Kelompok perawatan kesehatan yang memiliki hubungan dengan Bernard, seperti Menjadi Orang Tua yang Direncanakan Dan Dokter untuk Kesehatan Reproduksijuga membelanya, dengan alasan bahwa serangan terhadap profesionalismenya “bermotivasi politik”.

Namun pada sidang hari Kamis, Wakil Jaksa Agung Indiana Cory Voight berpendapat bahwa Bernard-lah yang mengajukan agenda politiknya sendiri.

“Belum pernah ada kasus seperti ini yang ditangani dewan,” kata Voight. “Tidak ada dokter yang begitu berani dalam menjalankan agendanya sendiri.”

Kata-kata Vought menggemakan kata-kata Jaksa Agung Rokita. Kembali pada Juli tahun lalu, Rokita muncul di Fox News untuk menyebut Bernard sebagai “aktivis aborsi yang menyamar sebagai dokter”. Saat itu, dia berjanji untuk menyelidiki Bernard dan “melawannya sampai akhir”.

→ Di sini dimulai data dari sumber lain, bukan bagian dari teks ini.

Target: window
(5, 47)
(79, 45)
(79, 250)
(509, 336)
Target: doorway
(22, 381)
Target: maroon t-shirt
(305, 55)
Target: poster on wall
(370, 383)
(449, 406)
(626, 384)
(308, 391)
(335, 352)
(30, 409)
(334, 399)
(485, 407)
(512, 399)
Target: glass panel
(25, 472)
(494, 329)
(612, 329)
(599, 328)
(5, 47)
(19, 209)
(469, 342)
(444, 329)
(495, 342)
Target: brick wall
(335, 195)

Bernard menggugat untuk menghentikan penyelidikannya, yang meminta catatan medis pasien, tetapi pada bulan Desember Hakim Marion County Heather Welch menolak permintaannya.

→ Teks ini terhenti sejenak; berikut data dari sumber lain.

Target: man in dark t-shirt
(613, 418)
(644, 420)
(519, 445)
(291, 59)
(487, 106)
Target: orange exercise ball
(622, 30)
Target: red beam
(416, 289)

Namun, hakim juga memutuskan bahwa Rokita sendiri melanggar undang-undang kerahasiaan dengan membahas penyelidikannya secara terbuka di berita TV kabel tanpa terlebih dahulu mengajukan pengaduan resmi.

Kemunculan Rokita di media, kata Welch, adalah “pelanggaran yang jelas ilegal terhadap persyaratan undang-undang investigasi perizinan bahwa pegawai Kejaksaan Agung menjaga kerahasiaan tentang penyelidikan yang tertunda sampai mereka dirujuk ke penuntutan.”